The agency said in the final rule that often, the marketplace plans are not in a dialysis patient’s best interest because they can cause interference with transplant readiness, exposure to additional costs, and possible disruption of coverage.

CMS does not require that insurers accept premium payments made by third parties except in certain circumstances, and many insurers have provisions in their contracts that voids coverage if payment is made by anyone other than the enrollee. The agency said many commenters told CMS that providers and third parties are attempting to disguise their payments to avoid detection by insurance companies.

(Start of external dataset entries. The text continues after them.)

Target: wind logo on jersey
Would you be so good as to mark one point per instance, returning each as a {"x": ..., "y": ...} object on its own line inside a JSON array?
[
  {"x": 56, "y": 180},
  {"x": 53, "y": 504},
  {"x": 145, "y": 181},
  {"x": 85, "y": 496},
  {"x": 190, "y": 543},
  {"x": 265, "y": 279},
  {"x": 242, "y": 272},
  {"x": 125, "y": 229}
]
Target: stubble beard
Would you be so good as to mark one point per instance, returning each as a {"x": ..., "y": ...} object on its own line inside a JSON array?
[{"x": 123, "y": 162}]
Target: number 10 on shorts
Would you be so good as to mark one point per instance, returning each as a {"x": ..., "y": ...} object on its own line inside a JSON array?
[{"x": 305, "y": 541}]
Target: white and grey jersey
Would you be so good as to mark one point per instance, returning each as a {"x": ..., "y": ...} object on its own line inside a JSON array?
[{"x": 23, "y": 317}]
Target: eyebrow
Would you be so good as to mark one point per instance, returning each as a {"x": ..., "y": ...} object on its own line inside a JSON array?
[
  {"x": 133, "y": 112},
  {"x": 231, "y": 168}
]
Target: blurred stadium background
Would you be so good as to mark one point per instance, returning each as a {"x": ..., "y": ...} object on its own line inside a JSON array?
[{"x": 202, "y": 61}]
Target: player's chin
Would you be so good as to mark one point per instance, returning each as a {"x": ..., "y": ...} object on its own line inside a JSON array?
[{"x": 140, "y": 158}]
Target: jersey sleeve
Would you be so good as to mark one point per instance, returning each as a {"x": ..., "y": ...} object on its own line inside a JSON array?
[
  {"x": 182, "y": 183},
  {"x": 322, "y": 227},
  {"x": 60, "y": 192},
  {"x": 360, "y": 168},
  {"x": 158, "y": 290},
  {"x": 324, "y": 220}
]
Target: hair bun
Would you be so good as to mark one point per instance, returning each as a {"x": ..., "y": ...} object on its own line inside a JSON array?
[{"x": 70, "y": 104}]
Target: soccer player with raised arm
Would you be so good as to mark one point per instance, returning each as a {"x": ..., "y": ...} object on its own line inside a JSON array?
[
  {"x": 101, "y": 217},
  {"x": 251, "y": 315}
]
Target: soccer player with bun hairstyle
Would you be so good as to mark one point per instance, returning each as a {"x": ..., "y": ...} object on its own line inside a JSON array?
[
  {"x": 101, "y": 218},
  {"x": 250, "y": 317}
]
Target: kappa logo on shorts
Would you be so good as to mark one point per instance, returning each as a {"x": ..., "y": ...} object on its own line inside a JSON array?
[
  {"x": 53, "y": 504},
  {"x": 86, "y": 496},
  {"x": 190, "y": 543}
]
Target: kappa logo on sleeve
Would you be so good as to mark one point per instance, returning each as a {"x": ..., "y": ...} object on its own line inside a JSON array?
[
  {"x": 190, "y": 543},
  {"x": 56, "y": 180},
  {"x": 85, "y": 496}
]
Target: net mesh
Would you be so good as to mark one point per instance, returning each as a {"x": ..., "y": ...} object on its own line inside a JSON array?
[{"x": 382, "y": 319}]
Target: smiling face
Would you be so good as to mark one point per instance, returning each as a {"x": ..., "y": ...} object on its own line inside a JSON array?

“Under the rule, insurers can choose to reject financial assistance to patients that helps to offset the cost of premiums, forcing patients to pay the premiums entirely out of their own pocket or drop their coverage altogether, Dialysis Patient Citizens wrote in a response to the rule. The rule singles out ESRD patients, who are eligible for Medicare at any age but who can benefit from services offered in the individual insurance market that Medicare does not cover.”

CMS also estimated that the new rule will cost applicable dialysis facilities nearly $700 million in administrative costs to comply with the rule between 2017 and 2026.

“The regulation, should it become effective, and the continuing efforts by insurers – through their discussions with CMS and otherwise – to reject premium assistance for ESRD patients, may result in a material adverse effect on our business,” Fresenius Medical Care said in a press release. “Between 700 and 2,000 FMCNA ESRD patients who currently use premium assistance in connection with individual market plans on and off the exchanges may be impacted by the regulation and/or continuing insurer efforts to reject premium assistance.”